In migrations that alter existing tables (e.g., add/remove columns), you need to specify both the table name and the schema inside the options. Then pass the options object to the method (like addColumn) as the first argument.

// at the top of your file
let options = {};
options.tableName = 'TableName'; // the table you're altering

if (process.env.NODE_ENV === 'production') {
  options.schema = process.env.SCHEMA;
}

module.exports = {
  async up (queryInterface, Sequelize) {
    await queryInterface.addColumn(options, 'firstName', {
      type: Sequelize.STRING(30),
      allowNull: false,
    });
    await queryInterface.addColumn(options, 'lastName', {
      type: Sequelize.STRING(30),
      allowNull: false,
    });
  },

  async down (queryInterface, Sequelize) {
    await queryInterface.removeColumn(options, 'firstName');
    await queryInterface.removeColumn(options, 'lastName');
  }
};

This way, Sequelize knows which schema to look in for the table you’re altering.

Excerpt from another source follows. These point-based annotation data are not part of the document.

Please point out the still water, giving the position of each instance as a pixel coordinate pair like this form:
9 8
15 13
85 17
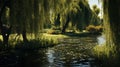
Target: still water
71 52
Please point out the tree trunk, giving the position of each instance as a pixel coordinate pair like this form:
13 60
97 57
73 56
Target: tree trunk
5 30
114 18
24 36
66 24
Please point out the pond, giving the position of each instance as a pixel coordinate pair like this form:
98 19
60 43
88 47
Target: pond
71 52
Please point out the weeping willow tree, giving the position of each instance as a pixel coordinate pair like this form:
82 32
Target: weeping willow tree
111 22
28 16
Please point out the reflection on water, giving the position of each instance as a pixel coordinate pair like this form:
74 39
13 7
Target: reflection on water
73 52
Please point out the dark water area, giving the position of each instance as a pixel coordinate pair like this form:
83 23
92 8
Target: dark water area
71 52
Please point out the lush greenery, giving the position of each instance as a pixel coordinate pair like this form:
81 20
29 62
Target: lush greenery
36 24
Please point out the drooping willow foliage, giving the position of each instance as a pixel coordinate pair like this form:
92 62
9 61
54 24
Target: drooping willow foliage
111 21
31 15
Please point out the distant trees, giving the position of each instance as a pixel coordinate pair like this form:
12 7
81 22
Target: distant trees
111 22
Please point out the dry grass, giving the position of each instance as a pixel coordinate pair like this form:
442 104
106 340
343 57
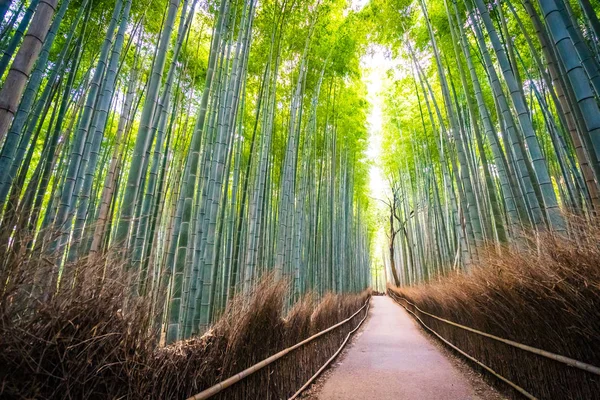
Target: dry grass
546 297
94 341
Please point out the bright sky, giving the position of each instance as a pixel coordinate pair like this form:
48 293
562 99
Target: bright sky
375 65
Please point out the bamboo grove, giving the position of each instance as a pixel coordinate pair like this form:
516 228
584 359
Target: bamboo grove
491 127
200 144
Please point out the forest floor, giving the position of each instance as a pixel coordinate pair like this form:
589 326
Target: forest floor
392 358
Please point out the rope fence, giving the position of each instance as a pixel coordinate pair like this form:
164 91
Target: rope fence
566 361
221 386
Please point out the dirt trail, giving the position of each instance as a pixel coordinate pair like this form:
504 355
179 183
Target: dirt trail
393 359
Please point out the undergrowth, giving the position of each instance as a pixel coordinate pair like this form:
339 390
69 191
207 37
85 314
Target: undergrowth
545 293
95 341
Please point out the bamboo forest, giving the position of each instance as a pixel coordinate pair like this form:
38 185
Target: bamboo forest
208 198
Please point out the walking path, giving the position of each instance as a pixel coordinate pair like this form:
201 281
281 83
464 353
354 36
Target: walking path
392 359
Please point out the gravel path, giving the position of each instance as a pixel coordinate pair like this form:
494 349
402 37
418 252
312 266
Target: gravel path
393 359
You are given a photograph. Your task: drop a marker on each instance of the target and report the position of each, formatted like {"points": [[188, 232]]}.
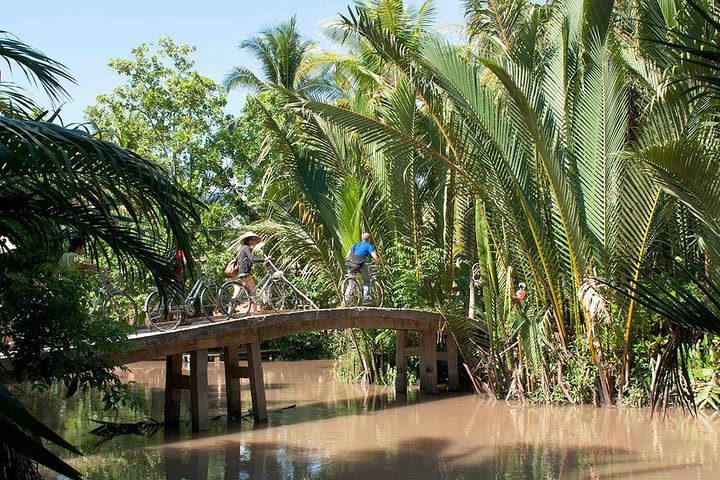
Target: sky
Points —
{"points": [[84, 35]]}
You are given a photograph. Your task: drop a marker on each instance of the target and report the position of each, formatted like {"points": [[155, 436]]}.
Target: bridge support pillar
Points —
{"points": [[428, 361], [196, 382], [401, 362], [173, 389], [199, 390], [257, 383], [232, 380], [453, 370]]}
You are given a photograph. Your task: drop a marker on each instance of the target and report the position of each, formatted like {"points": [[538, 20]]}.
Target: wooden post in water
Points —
{"points": [[199, 390], [231, 357], [428, 361], [453, 369], [173, 386], [257, 383], [400, 362]]}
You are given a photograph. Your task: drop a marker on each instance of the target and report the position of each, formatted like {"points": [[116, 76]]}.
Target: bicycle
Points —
{"points": [[114, 303], [273, 290], [167, 314], [352, 290]]}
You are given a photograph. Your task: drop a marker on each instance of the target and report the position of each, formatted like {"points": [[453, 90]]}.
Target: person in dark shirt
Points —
{"points": [[245, 261]]}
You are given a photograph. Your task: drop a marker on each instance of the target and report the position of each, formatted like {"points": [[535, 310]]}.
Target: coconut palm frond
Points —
{"points": [[52, 178]]}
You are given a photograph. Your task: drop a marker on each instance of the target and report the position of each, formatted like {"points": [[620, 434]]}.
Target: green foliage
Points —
{"points": [[302, 346]]}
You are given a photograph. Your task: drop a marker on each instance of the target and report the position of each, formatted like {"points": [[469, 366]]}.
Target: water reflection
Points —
{"points": [[346, 431]]}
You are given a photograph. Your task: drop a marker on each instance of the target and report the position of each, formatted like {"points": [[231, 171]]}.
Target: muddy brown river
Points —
{"points": [[341, 431]]}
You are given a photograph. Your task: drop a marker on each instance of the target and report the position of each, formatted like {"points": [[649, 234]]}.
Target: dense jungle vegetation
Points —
{"points": [[571, 145]]}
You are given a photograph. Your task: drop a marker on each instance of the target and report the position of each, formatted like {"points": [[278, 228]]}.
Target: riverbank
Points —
{"points": [[339, 430]]}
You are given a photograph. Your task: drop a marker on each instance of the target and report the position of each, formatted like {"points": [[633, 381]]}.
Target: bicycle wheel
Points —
{"points": [[281, 296], [234, 299], [120, 307], [209, 302], [163, 314], [351, 292], [376, 294]]}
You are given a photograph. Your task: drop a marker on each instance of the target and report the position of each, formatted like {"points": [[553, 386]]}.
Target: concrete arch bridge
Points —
{"points": [[248, 332]]}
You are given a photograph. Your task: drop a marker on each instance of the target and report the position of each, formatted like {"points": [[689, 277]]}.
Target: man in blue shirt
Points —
{"points": [[356, 261]]}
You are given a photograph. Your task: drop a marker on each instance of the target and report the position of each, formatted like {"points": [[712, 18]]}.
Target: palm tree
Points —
{"points": [[565, 191], [281, 52], [53, 179]]}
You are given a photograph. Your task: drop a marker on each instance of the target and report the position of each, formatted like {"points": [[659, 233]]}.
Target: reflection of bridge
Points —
{"points": [[250, 331]]}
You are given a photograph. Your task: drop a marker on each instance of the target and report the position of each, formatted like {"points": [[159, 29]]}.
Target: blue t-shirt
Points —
{"points": [[363, 248]]}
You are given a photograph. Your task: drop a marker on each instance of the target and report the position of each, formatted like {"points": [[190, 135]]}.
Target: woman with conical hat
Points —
{"points": [[245, 260]]}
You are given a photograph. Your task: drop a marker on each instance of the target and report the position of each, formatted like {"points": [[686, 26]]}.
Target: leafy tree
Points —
{"points": [[173, 115], [54, 180]]}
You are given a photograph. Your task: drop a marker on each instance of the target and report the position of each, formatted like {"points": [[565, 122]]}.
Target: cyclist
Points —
{"points": [[245, 260], [356, 262], [73, 259]]}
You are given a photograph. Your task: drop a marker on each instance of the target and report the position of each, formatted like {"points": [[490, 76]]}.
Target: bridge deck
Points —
{"points": [[204, 334]]}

Step 4: Define the Schema in Each Seeder File

Seeder files also need a similar change, letting Sequelize know which schema (and table) to insert data into. At the top of each seeder, define the options object:

'use strict';

let options = {};
if (process.env.NODE_ENV === 'production') {
  options.schema = process.env.SCHEMA;
}

module.exports = {
  up: (queryInterface, Sequelize) => {
    options.tableName = 'TableName'; // your table name here
    return queryInterface.bulkInsert(options, [
      // seeder data...
    ]);
  },

  down: (queryInterface, Sequelize) => {
    options.tableName = 'TableName'; 
    return queryInterface.bulkDelete(options);
  }
};

In the up function, we pass options (with tableName and schema) to bulkInsert. In the down function, we do the same for bulkDelete.

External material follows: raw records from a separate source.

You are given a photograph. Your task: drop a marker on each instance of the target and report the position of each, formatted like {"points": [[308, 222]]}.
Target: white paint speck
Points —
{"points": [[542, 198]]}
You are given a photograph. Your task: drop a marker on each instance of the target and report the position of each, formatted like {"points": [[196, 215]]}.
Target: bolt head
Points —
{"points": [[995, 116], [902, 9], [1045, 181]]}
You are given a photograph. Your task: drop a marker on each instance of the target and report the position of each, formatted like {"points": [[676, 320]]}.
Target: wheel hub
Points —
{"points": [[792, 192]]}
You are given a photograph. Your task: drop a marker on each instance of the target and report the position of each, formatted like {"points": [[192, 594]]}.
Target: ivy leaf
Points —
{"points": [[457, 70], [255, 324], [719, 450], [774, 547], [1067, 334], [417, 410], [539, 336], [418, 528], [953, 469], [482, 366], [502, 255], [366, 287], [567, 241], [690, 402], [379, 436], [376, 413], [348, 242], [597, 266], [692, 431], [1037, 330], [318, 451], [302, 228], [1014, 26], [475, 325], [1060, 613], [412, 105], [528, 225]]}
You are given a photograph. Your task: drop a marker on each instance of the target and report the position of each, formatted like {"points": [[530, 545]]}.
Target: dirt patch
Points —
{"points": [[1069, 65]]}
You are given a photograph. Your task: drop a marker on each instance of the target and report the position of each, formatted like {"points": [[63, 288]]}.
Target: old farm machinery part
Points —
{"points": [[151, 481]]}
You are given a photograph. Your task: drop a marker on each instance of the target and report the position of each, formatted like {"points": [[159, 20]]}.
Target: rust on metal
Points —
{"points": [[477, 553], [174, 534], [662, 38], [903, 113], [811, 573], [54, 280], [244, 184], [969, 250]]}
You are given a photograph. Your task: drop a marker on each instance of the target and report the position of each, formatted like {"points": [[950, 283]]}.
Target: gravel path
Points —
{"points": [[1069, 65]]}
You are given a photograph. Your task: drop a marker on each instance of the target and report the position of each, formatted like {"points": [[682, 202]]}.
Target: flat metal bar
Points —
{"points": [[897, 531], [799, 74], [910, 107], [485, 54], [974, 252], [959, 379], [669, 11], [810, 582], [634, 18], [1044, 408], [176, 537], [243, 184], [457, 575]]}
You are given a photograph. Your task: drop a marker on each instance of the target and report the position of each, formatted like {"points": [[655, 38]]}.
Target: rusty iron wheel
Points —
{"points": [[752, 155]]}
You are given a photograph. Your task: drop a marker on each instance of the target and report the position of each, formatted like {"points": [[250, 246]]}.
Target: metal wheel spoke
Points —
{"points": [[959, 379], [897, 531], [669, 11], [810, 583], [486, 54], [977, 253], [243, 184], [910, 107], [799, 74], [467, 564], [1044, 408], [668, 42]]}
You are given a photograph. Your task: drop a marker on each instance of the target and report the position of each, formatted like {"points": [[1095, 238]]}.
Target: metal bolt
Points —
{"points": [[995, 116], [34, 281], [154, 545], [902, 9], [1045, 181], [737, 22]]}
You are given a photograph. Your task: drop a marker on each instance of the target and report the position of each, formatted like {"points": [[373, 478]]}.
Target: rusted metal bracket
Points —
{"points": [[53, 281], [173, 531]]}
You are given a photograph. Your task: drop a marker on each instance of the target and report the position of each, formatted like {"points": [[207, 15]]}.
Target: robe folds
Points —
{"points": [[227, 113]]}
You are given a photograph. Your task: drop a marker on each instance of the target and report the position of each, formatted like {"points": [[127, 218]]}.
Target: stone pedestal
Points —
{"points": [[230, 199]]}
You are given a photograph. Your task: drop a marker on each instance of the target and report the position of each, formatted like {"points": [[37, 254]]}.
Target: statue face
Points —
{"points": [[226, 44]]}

Note: If your seeder uses Model.bulkCreate instead of queryInterface calls, you don’t need these schema adjustments in the seeder, because the model already knows its schema.


What You've Learned

By making these changes, you instruct Sequelize to place (and look for) all your tables in a specific schema when running in the production environment. This four-step process—(1) creating a setup script, (2) editing config, (3) altering migrations, and (4) updating seeders—lets you:

  1. Automatically create your schema if it doesn’t exist.
  2. Set a global schema in config/database.js or config.json.
  3. Ensure your migration files target the correct schema when creating or altering tables.
  4. Ensure your seeder files point to the right schema when inserting or deleting data.

Once configured, your application behaves normally—you continue to write Sequelize code as usual, but under the hood, all SQL commands are prefixed with your custom schema in production. This completes the transition to the One Database with Multiple Schemas pattern, letting you host multiple applications in a single Postgres instance on Render.com.